Previous studies on HBV viral dynamics during antiviral treatment have provided valuable insights into the complex interaction between the host and the virus in patients with chronic hepatitis B (CHB).[7][15] Commonly employed procedures for modeling in these studies were based on the standard biphasic model developed by Nowak et al., which consists of rapid decay of free circulating virions followed by slower reduction of infected hepatocytes [7]. The biphasic model was largely based on the analysis of viral dynamics focused on the early part of treatment period (as short as 4 weeks) in the majority of these studies. Unlike HCV, however, early viral dynamics has been suggested to be insufficient to predict long-term dynamics because of the dissociation between early and long-term dynamics; in particular, long-term rather than early dynamics would be relevant in real clinical practice where antiviral treatment is considered for life-long in most patients. [16] Recently, an intriguing model proposed by Dahari et al. successfully described complex HBV DNA decay patterns under treatment by including hepatocyte proliferation and critical drug efficacy in their model equations. [17] However, challenging issues still remain in establishing a new modeling for the prediction of long-term treatment outcome.

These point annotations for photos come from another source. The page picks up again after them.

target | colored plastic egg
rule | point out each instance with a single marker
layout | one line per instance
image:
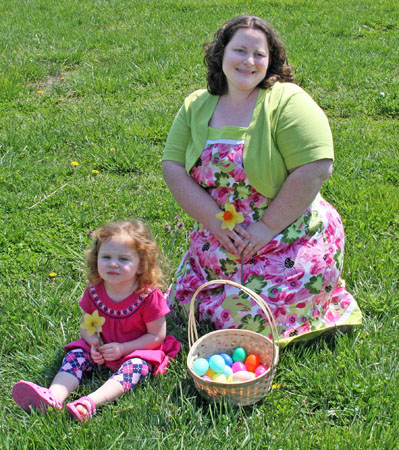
(217, 364)
(243, 375)
(210, 373)
(252, 362)
(220, 377)
(227, 359)
(227, 371)
(260, 370)
(239, 354)
(238, 366)
(200, 366)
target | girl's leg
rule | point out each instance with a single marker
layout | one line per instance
(30, 395)
(126, 378)
(75, 363)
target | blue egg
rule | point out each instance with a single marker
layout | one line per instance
(227, 371)
(227, 359)
(217, 363)
(200, 366)
(239, 355)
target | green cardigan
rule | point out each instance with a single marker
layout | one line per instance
(287, 130)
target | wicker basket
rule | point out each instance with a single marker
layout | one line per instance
(225, 341)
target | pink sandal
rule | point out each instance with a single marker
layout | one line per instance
(27, 395)
(82, 409)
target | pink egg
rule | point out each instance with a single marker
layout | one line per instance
(260, 370)
(238, 366)
(243, 375)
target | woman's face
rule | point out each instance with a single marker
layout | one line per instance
(245, 59)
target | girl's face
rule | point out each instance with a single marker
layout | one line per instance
(245, 59)
(118, 264)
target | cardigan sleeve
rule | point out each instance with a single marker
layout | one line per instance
(178, 138)
(303, 134)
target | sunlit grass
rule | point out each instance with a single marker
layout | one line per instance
(88, 91)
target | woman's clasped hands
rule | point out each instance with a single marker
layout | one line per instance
(246, 241)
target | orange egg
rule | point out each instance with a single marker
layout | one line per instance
(252, 362)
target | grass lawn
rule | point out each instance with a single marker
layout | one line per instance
(99, 82)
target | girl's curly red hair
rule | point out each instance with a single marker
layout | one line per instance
(139, 238)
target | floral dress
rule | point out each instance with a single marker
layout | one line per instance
(297, 274)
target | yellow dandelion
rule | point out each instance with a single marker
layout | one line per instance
(92, 323)
(230, 217)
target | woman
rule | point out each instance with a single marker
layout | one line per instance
(246, 159)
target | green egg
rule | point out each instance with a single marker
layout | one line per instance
(239, 355)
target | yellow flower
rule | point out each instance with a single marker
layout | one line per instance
(230, 217)
(92, 323)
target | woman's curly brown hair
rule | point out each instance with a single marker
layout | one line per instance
(139, 238)
(278, 70)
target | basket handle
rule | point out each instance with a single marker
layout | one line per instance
(192, 328)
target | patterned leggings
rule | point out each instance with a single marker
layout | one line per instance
(131, 372)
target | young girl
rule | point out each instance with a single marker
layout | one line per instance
(129, 307)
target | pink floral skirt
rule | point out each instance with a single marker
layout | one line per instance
(298, 273)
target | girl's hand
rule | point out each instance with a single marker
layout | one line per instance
(260, 235)
(112, 351)
(96, 355)
(234, 241)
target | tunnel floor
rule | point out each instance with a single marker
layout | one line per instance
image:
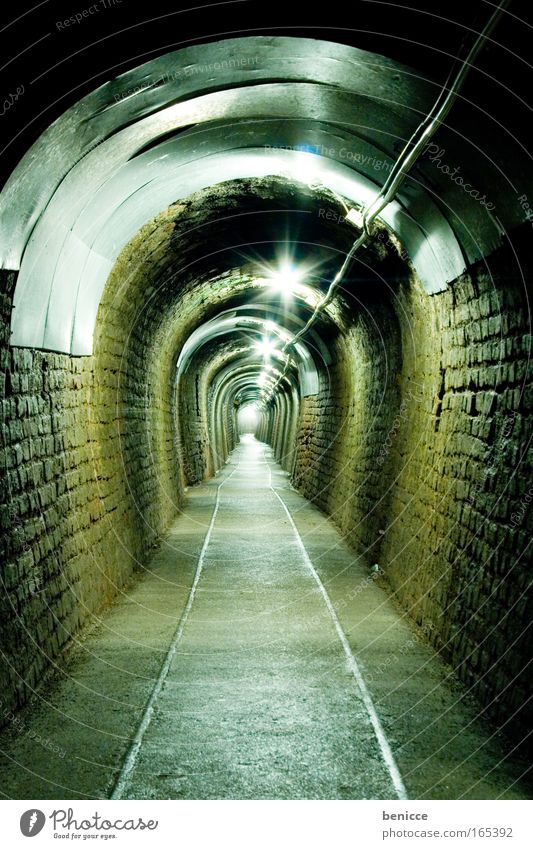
(257, 658)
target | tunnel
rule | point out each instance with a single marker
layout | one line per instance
(266, 467)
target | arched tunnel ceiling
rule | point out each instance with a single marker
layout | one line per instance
(141, 141)
(242, 321)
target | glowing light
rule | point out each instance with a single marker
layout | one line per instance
(286, 280)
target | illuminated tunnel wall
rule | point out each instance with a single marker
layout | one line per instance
(136, 300)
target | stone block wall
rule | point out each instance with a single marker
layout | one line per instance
(418, 447)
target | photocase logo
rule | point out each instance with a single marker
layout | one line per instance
(32, 822)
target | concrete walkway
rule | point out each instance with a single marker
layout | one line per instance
(256, 659)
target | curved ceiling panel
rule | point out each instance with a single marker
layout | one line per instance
(303, 109)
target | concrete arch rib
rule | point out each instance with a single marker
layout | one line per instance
(169, 128)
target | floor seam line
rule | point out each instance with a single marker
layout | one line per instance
(383, 743)
(133, 751)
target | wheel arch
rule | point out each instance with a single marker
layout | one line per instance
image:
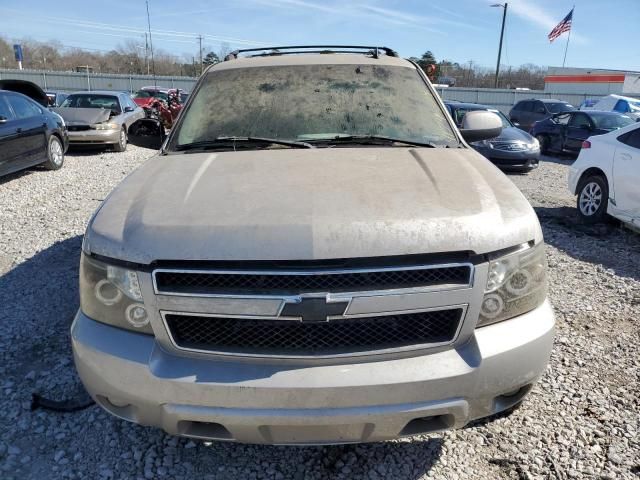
(591, 172)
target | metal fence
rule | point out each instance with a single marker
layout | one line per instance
(72, 81)
(504, 99)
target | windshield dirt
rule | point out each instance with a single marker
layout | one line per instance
(314, 103)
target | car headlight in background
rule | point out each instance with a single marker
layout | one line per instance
(516, 284)
(111, 294)
(105, 126)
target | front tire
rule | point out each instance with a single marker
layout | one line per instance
(121, 146)
(55, 154)
(593, 199)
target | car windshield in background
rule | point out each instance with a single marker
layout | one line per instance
(611, 122)
(107, 102)
(315, 104)
(151, 94)
(560, 107)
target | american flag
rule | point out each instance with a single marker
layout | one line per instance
(562, 27)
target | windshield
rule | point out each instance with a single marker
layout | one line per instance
(611, 122)
(108, 102)
(151, 94)
(459, 113)
(314, 103)
(560, 107)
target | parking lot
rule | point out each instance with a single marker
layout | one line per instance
(581, 420)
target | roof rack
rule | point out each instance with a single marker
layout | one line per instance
(298, 49)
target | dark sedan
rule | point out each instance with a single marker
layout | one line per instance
(30, 134)
(565, 132)
(514, 149)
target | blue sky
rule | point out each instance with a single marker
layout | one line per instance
(458, 30)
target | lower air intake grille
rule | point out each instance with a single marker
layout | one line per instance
(290, 337)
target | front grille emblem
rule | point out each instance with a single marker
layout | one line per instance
(314, 309)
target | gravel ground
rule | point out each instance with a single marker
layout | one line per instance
(581, 420)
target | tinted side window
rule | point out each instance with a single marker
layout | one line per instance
(5, 111)
(579, 120)
(631, 138)
(23, 108)
(622, 106)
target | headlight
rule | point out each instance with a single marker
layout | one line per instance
(112, 295)
(105, 126)
(517, 283)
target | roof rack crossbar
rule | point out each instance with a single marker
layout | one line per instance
(298, 49)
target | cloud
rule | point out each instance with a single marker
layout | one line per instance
(536, 15)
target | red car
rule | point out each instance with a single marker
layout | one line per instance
(161, 103)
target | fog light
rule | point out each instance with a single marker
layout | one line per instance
(492, 305)
(107, 292)
(137, 316)
(519, 282)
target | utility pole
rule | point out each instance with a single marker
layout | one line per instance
(153, 63)
(200, 50)
(504, 18)
(146, 52)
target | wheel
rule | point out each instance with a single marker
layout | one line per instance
(544, 143)
(121, 146)
(55, 154)
(593, 197)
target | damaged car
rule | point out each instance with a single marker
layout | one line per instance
(100, 118)
(29, 133)
(315, 256)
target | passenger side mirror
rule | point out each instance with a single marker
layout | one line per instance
(147, 133)
(480, 125)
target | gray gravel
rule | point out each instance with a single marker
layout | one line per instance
(581, 420)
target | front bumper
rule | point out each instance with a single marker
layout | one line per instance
(94, 137)
(133, 377)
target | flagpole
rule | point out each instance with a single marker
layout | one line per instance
(564, 60)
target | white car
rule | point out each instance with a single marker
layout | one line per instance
(606, 175)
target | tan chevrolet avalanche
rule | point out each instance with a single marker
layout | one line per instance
(314, 256)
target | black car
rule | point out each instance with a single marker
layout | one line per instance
(30, 134)
(565, 132)
(514, 149)
(527, 112)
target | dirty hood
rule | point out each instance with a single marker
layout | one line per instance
(311, 204)
(83, 116)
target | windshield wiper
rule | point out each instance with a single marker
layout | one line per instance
(372, 140)
(225, 142)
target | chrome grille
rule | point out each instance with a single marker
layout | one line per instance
(239, 282)
(296, 338)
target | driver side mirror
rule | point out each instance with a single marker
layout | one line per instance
(480, 125)
(147, 133)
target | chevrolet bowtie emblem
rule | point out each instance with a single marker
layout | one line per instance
(314, 309)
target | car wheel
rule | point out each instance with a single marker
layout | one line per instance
(544, 143)
(121, 146)
(593, 198)
(55, 154)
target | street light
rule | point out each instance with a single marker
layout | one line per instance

Direct incorporation of dynamic immune response into modeling was attempted in acute hepatitis B, but not in CHB. [18], [19] In addition, although subsequent phases following the second phase of early HBV dynamics have been identified, modeling beyond the first 2 phases has not been fit into the classic biphasic model. [20], [21].

We therefore aimed to describe HBV dynamics for longer period than previous studies by directly introducing the immune activity of cytolytic and noncytolytic HBV clearance in the mathematical modeling.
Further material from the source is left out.